Mas a inovação tecnológica não resultou apenas em novas coisas que necessitavam de proteção. A inovação tecnológica resultou, sobretudo, em novos meios de utilização de coisas intelectuais. Se a televisão e o rádio, possibilitaram novas formas de utilização de obras, através da emissão e radiodifusão, a internet fez depois o mesmo, mas de modo mais intenso e extenso. Nas últimas décadas destes últimos 50 anos, as adaptações mais importantes das normas de PI foram devidas ao uso de coisas intelectuais na internet. Se uma empresa de um determinado país cria uma loja online em que usa a sua marca registada na UE, estará, em princípio, a usar a sua marca em qualquer país com acesso à loja online. Se noutro país existir marca igual registada, haverá, potencialmente, infração de direito de marca. A internet possibilitou também a disponibilização ao público de obras protegidas por direito de autor. Consequentemente, possibilitou não apenas novos modos de retribuição aos titulares dos direitos de autores, como também novos modos de infração daqueles direitos.

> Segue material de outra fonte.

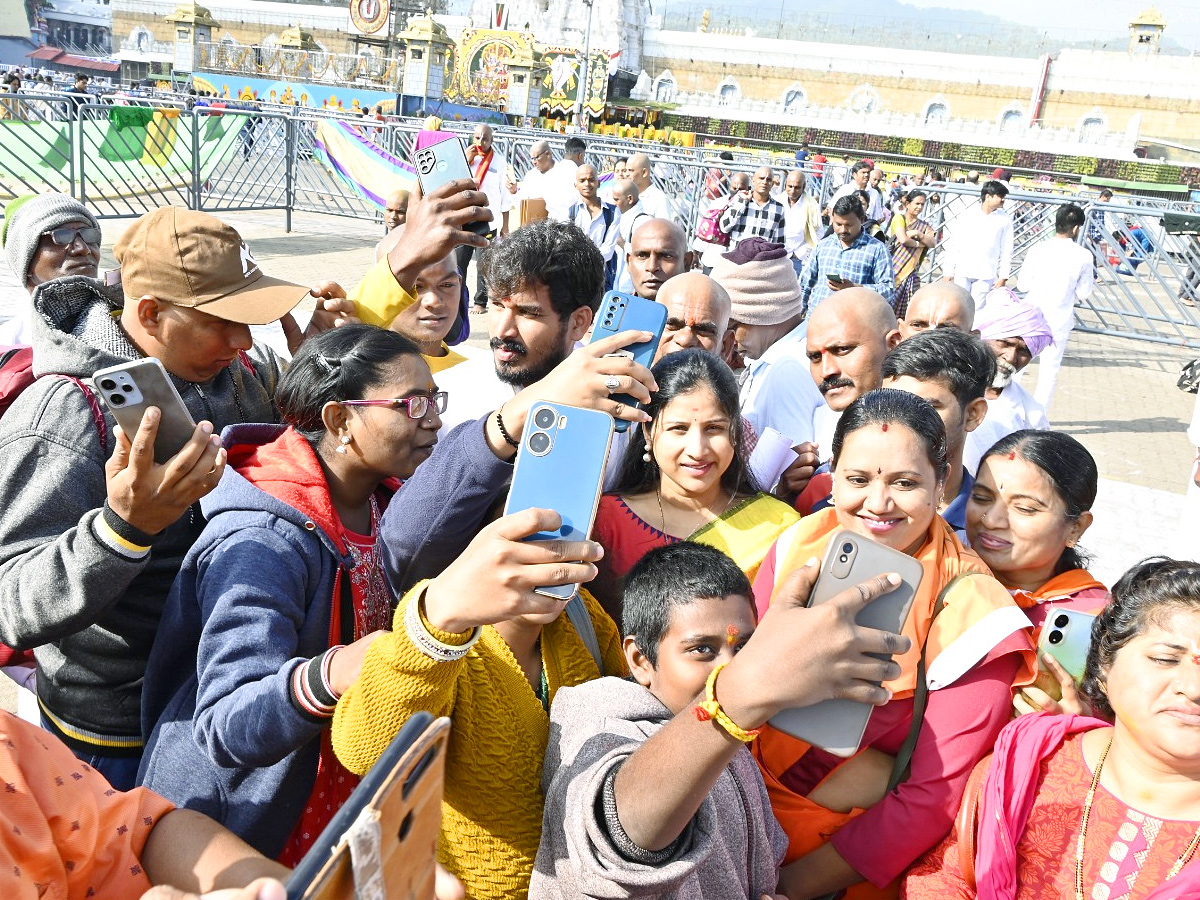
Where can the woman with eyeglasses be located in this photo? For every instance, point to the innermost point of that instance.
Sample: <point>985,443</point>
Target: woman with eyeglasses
<point>283,592</point>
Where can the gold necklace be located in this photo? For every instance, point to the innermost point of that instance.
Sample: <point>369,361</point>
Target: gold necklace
<point>663,519</point>
<point>1083,831</point>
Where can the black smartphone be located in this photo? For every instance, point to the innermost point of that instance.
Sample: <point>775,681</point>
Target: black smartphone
<point>445,161</point>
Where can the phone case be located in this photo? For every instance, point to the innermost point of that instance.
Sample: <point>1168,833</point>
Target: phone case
<point>447,161</point>
<point>624,312</point>
<point>561,466</point>
<point>130,388</point>
<point>838,725</point>
<point>389,826</point>
<point>1067,635</point>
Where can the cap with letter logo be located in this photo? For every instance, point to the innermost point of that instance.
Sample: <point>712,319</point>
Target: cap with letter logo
<point>195,259</point>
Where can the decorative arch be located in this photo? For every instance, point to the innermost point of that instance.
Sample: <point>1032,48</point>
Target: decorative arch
<point>1092,126</point>
<point>665,88</point>
<point>937,112</point>
<point>1011,119</point>
<point>795,99</point>
<point>864,99</point>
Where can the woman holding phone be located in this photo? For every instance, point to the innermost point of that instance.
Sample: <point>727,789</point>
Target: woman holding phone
<point>1030,505</point>
<point>845,827</point>
<point>684,477</point>
<point>911,240</point>
<point>1073,807</point>
<point>283,592</point>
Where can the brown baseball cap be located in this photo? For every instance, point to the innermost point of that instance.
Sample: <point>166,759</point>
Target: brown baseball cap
<point>197,261</point>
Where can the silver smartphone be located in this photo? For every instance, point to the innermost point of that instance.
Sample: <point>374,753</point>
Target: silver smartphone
<point>130,388</point>
<point>442,162</point>
<point>838,725</point>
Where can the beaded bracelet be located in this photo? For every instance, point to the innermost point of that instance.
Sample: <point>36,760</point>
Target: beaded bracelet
<point>427,643</point>
<point>504,432</point>
<point>709,709</point>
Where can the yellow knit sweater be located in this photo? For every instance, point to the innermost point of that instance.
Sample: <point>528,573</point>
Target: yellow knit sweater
<point>491,811</point>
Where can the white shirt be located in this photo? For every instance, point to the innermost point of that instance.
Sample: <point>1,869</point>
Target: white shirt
<point>495,183</point>
<point>1056,274</point>
<point>983,246</point>
<point>802,226</point>
<point>473,387</point>
<point>778,390</point>
<point>1013,411</point>
<point>605,238</point>
<point>655,203</point>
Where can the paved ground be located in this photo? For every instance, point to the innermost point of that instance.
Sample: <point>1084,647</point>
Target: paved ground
<point>1116,395</point>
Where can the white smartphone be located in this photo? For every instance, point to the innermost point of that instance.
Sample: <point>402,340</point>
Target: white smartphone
<point>838,725</point>
<point>130,388</point>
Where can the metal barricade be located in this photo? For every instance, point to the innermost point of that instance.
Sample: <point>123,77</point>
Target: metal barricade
<point>37,150</point>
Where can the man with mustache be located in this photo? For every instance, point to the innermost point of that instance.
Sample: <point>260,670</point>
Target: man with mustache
<point>45,237</point>
<point>849,335</point>
<point>1015,333</point>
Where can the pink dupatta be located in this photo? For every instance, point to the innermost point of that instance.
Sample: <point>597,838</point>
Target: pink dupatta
<point>1008,792</point>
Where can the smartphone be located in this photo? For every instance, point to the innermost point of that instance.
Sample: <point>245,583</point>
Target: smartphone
<point>838,725</point>
<point>561,466</point>
<point>130,388</point>
<point>1066,635</point>
<point>624,312</point>
<point>445,161</point>
<point>388,827</point>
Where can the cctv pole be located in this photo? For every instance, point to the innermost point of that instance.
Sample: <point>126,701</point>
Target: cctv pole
<point>583,70</point>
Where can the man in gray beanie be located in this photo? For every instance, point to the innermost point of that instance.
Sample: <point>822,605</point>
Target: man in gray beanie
<point>45,237</point>
<point>765,299</point>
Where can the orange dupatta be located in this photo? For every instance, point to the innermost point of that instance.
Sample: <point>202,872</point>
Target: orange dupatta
<point>978,613</point>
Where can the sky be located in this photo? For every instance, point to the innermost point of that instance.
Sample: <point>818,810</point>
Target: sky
<point>1093,18</point>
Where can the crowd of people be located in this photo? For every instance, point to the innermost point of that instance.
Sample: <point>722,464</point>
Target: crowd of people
<point>222,642</point>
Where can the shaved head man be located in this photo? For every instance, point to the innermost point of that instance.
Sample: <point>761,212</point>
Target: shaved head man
<point>941,304</point>
<point>697,316</point>
<point>655,255</point>
<point>849,335</point>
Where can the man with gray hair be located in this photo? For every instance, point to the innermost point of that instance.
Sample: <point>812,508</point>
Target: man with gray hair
<point>755,213</point>
<point>45,237</point>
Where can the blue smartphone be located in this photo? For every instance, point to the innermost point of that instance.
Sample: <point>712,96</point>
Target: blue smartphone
<point>442,162</point>
<point>561,466</point>
<point>624,312</point>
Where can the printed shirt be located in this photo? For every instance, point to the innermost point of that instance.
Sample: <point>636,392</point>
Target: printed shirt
<point>67,833</point>
<point>745,217</point>
<point>865,262</point>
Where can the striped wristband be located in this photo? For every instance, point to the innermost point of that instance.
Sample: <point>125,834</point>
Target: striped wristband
<point>424,641</point>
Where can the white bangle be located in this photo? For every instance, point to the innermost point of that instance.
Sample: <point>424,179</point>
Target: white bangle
<point>427,643</point>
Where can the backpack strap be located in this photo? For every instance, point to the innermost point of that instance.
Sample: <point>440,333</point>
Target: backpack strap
<point>97,414</point>
<point>581,619</point>
<point>903,765</point>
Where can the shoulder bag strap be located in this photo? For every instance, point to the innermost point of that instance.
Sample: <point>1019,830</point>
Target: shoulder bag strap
<point>900,769</point>
<point>577,612</point>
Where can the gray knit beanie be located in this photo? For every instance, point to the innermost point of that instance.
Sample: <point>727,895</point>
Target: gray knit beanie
<point>28,219</point>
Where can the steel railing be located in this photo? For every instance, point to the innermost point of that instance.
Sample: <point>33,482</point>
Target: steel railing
<point>126,160</point>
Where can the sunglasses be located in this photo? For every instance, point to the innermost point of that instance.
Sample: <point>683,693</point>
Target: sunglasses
<point>418,407</point>
<point>65,237</point>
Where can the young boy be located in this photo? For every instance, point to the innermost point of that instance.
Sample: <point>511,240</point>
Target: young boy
<point>648,797</point>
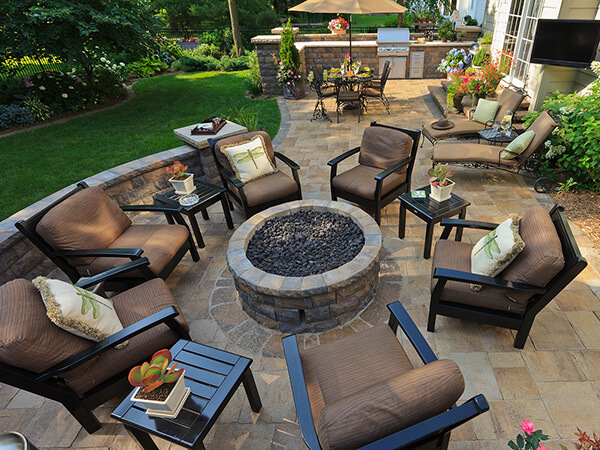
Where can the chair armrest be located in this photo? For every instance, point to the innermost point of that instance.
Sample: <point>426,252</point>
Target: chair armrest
<point>417,434</point>
<point>391,169</point>
<point>287,161</point>
<point>108,343</point>
<point>300,393</point>
<point>399,316</point>
<point>141,264</point>
<point>133,253</point>
<point>467,277</point>
<point>343,156</point>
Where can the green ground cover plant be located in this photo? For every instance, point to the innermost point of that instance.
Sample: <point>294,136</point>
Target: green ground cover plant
<point>57,155</point>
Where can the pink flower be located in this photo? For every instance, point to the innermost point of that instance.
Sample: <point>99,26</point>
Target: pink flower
<point>527,427</point>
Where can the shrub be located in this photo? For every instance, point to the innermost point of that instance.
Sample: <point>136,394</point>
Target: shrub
<point>228,64</point>
<point>14,116</point>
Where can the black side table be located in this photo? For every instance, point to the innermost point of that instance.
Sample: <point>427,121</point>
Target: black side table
<point>432,212</point>
<point>209,195</point>
<point>213,376</point>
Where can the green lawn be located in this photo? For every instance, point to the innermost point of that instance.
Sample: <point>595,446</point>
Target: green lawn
<point>36,163</point>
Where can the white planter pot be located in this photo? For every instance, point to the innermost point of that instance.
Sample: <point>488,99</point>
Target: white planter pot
<point>441,194</point>
<point>167,407</point>
<point>185,186</point>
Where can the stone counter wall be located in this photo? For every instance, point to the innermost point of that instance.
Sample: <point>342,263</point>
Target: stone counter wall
<point>132,183</point>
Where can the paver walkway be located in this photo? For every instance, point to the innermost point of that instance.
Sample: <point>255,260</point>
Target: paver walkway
<point>554,381</point>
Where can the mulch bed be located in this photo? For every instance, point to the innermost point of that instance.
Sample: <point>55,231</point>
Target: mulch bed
<point>583,209</point>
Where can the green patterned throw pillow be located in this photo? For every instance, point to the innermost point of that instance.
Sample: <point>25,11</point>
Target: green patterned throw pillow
<point>495,251</point>
<point>78,311</point>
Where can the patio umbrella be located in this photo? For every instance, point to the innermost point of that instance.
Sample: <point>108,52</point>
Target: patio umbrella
<point>350,7</point>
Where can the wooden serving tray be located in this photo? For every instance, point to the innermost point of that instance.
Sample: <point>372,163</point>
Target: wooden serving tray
<point>217,125</point>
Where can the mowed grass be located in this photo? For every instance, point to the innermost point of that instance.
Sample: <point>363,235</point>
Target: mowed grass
<point>38,162</point>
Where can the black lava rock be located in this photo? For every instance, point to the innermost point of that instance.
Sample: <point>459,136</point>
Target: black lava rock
<point>305,243</point>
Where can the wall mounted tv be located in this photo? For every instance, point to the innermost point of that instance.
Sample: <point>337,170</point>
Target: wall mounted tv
<point>571,43</point>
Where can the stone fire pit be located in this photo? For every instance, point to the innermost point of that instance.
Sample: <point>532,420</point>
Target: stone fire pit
<point>312,303</point>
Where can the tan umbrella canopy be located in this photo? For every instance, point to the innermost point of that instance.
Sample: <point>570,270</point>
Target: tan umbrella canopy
<point>350,7</point>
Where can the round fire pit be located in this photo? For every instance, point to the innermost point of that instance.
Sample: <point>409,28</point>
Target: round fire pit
<point>311,303</point>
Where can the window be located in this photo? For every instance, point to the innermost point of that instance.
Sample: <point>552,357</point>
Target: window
<point>520,29</point>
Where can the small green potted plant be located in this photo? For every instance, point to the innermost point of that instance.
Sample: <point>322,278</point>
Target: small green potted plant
<point>182,182</point>
<point>441,185</point>
<point>160,388</point>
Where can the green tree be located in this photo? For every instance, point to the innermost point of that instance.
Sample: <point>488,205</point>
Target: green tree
<point>76,32</point>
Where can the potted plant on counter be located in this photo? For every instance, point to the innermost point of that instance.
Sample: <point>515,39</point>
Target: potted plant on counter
<point>182,182</point>
<point>441,185</point>
<point>160,388</point>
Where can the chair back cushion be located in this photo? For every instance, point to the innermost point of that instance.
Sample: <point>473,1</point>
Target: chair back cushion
<point>237,139</point>
<point>89,219</point>
<point>383,147</point>
<point>29,340</point>
<point>542,259</point>
<point>249,159</point>
<point>390,406</point>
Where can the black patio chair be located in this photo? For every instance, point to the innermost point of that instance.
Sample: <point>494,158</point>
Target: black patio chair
<point>39,357</point>
<point>512,299</point>
<point>362,391</point>
<point>86,233</point>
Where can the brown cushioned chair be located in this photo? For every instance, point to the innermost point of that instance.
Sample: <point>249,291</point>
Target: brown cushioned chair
<point>512,299</point>
<point>363,389</point>
<point>264,192</point>
<point>488,156</point>
<point>39,357</point>
<point>509,99</point>
<point>385,163</point>
<point>85,233</point>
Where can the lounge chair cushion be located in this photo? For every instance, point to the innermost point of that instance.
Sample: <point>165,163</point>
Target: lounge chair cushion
<point>541,260</point>
<point>159,242</point>
<point>89,219</point>
<point>390,406</point>
<point>249,159</point>
<point>518,145</point>
<point>132,306</point>
<point>383,147</point>
<point>457,256</point>
<point>78,311</point>
<point>360,181</point>
<point>496,250</point>
<point>470,152</point>
<point>28,340</point>
<point>341,368</point>
<point>486,111</point>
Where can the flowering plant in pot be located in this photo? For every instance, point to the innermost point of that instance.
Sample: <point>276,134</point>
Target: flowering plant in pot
<point>441,185</point>
<point>160,388</point>
<point>182,182</point>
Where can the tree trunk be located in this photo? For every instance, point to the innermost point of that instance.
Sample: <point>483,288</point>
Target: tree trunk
<point>235,28</point>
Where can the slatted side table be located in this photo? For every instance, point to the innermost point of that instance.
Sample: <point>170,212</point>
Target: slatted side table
<point>209,194</point>
<point>432,212</point>
<point>213,376</point>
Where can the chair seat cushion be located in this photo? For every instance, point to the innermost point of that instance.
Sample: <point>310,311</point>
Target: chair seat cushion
<point>468,152</point>
<point>269,188</point>
<point>360,181</point>
<point>159,242</point>
<point>132,306</point>
<point>457,256</point>
<point>28,340</point>
<point>89,219</point>
<point>346,366</point>
<point>390,406</point>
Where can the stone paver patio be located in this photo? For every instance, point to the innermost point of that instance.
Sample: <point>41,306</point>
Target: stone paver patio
<point>554,381</point>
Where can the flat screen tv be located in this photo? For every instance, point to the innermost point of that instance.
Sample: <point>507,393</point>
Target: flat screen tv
<point>571,43</point>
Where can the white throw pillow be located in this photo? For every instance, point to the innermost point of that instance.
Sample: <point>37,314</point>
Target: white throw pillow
<point>249,159</point>
<point>495,251</point>
<point>78,311</point>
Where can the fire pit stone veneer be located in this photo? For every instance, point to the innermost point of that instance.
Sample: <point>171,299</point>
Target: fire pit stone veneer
<point>313,303</point>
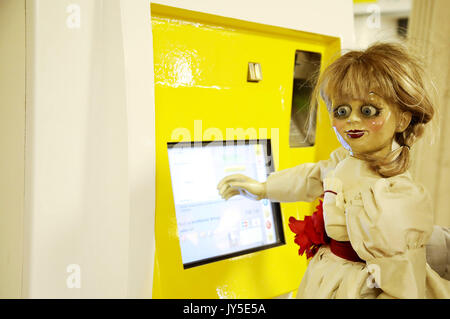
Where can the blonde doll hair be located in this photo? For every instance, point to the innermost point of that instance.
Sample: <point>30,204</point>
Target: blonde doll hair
<point>390,71</point>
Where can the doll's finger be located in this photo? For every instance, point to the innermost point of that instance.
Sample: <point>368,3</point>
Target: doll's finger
<point>223,188</point>
<point>231,194</point>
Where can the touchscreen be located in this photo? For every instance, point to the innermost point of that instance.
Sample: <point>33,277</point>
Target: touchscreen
<point>210,228</point>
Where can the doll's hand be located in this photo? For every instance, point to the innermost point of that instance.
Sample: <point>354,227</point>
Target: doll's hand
<point>238,184</point>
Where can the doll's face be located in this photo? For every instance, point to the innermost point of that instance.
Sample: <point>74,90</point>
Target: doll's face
<point>366,126</point>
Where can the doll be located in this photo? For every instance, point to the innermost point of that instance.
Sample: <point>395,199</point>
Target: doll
<point>375,219</point>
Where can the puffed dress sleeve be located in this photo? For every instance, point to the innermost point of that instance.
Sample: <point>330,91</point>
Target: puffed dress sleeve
<point>303,182</point>
<point>389,226</point>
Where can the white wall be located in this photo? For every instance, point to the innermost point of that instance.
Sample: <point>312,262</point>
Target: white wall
<point>90,152</point>
<point>329,17</point>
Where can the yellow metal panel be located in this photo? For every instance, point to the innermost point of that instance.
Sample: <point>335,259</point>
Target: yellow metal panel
<point>201,92</point>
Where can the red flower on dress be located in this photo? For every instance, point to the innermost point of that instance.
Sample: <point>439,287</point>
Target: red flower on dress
<point>310,232</point>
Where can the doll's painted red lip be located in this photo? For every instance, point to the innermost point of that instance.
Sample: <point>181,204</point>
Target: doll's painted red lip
<point>355,133</point>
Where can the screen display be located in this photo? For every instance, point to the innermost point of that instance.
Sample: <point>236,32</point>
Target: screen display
<point>209,227</point>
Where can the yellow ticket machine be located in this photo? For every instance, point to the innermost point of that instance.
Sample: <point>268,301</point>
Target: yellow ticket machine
<point>230,96</point>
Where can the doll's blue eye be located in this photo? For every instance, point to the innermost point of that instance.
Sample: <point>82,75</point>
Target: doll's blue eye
<point>369,110</point>
<point>342,111</point>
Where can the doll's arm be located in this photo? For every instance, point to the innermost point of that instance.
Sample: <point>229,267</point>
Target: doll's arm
<point>299,183</point>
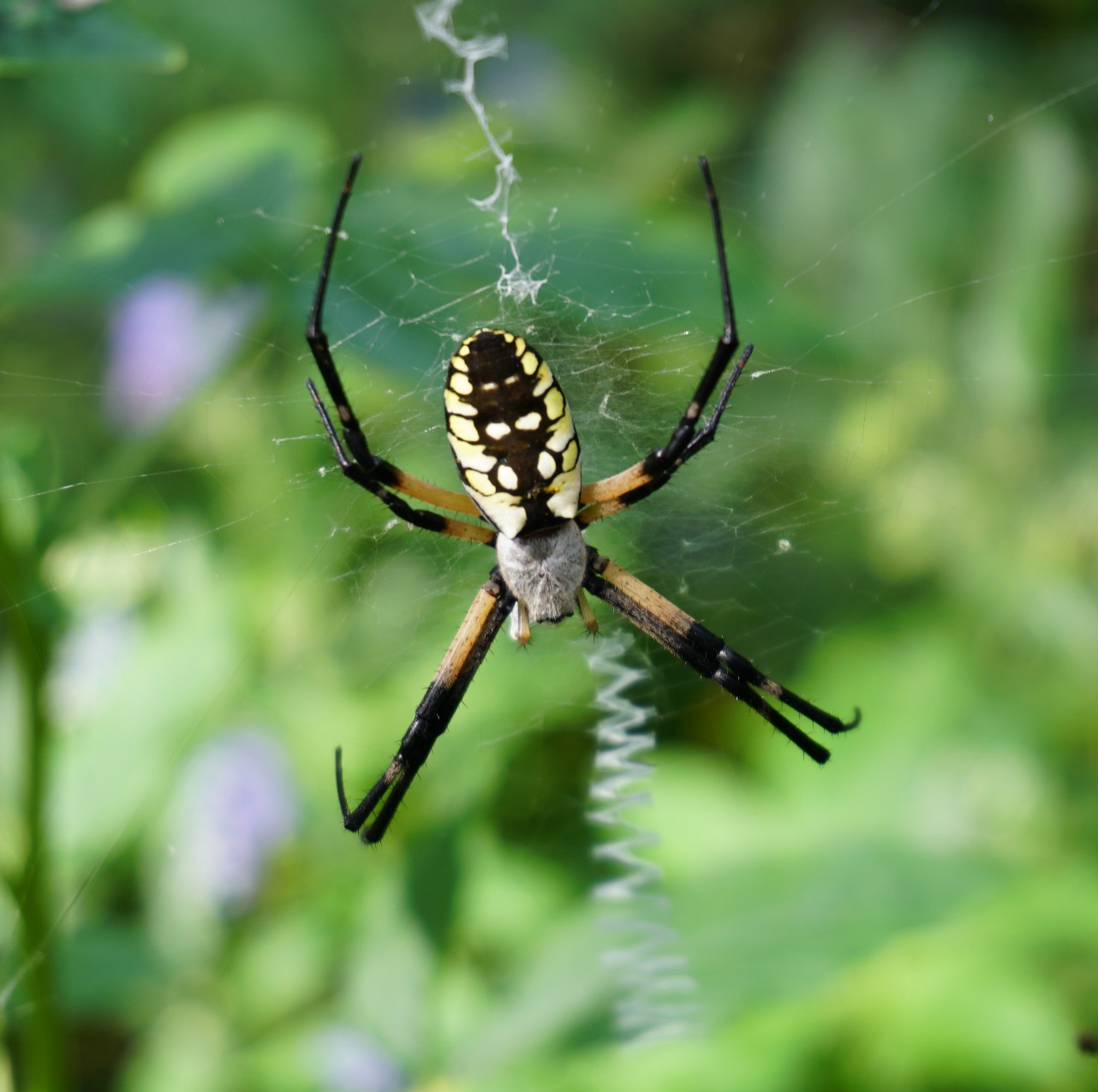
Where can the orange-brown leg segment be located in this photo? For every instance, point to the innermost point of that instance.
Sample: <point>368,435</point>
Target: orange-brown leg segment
<point>487,613</point>
<point>707,653</point>
<point>419,517</point>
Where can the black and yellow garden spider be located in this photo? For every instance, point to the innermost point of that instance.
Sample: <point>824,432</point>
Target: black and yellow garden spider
<point>518,456</point>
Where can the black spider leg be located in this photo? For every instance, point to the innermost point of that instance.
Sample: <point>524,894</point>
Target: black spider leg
<point>486,617</point>
<point>707,653</point>
<point>686,440</point>
<point>417,517</point>
<point>683,445</point>
<point>361,467</point>
<point>319,340</point>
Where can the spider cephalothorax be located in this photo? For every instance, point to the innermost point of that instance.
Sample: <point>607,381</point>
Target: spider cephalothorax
<point>518,456</point>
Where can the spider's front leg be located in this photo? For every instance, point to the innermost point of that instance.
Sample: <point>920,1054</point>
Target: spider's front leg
<point>707,653</point>
<point>612,494</point>
<point>485,619</point>
<point>357,462</point>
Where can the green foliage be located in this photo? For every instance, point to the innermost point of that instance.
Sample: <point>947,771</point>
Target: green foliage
<point>900,513</point>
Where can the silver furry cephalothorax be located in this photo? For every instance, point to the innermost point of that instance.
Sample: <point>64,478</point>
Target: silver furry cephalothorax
<point>545,570</point>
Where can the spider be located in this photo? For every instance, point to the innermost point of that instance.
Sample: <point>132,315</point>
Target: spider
<point>518,457</point>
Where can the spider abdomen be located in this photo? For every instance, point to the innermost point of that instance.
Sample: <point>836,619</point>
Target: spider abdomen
<point>512,433</point>
<point>545,570</point>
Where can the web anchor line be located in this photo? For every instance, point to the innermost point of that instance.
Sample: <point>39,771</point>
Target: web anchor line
<point>657,990</point>
<point>436,22</point>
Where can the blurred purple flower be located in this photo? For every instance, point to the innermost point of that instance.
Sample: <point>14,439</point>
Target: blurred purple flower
<point>166,339</point>
<point>236,804</point>
<point>345,1059</point>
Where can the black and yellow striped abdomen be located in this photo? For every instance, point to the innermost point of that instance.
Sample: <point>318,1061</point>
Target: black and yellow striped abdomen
<point>512,433</point>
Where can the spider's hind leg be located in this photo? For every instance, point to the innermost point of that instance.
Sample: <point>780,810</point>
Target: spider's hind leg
<point>707,654</point>
<point>434,713</point>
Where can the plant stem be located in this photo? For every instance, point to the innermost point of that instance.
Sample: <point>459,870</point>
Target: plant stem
<point>30,615</point>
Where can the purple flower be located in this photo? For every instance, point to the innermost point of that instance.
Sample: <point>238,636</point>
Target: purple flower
<point>166,339</point>
<point>236,804</point>
<point>346,1060</point>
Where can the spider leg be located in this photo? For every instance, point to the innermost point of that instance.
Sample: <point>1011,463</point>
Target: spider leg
<point>419,517</point>
<point>371,465</point>
<point>707,653</point>
<point>635,483</point>
<point>468,648</point>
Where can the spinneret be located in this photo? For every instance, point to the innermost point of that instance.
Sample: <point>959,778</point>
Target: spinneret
<point>512,433</point>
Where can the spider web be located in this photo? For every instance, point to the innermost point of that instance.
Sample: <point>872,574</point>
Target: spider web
<point>626,309</point>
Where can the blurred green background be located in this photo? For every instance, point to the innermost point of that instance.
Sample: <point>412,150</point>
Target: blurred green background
<point>900,513</point>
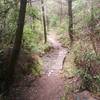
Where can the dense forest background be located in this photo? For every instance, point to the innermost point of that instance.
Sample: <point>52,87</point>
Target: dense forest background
<point>25,26</point>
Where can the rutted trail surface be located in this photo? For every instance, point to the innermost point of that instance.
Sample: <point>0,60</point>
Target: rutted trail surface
<point>50,86</point>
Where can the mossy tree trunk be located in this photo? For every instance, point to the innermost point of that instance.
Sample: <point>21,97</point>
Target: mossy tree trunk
<point>70,14</point>
<point>17,43</point>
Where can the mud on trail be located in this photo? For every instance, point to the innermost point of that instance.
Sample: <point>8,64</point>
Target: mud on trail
<point>50,86</point>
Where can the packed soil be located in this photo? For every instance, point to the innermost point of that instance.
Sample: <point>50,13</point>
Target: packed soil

Nos últimos anos, tem sido sobretudo o uso online de obras protegidas por direito de autor, também ele um problema global, a estar na origem de novas normas de PI. Exemplos disto são as diretivas da UE  n.º 2014/26/UE, de 26 de fevereiro de 2014, “relativa à gestão coletiva dos direitos de autor e direitos conexos e à concessão de licenças multiterritoriais de direitos sobre obras musicais para utilização em linha no mercado interno” e n.º 2019/790, de 17 de abril de 2019 “relativa aos direitos de autor e direitos conexos no mercado único digital”, adotada devido, segundo o seu preâmbulo, à “rápida evolução tecnológica [que] continua a mudar a forma como as obras e outro material protegido são criados, produzidos, distribuídos e explorados”, e por continuarem “a surgir novos modelos empresariais e novos intervenientes”.

 

Os próximos 50 anos

Não é possível prever o que vai acontecer à PI nos próximos 50 anos, pois a velocidade da mudança é cada vez maior. Este aumentar de velocidade é refletido nas normas de PI, alterando-as, e é refletido pela evolução do volume crescente das normas de PI supranacionais e regionais. Estando os cientistas do Direito cada vez mais em contacto e sendo os problemas jurídicos da PI cada vez mais globais, a tendência deverá ser para a aceleração da harmonização das normas de PI, embora, a alguma porosidade ideológica a que esta área está sujeita, possa atrasar aquela harmonização ou mesmo manter algumas diferenças.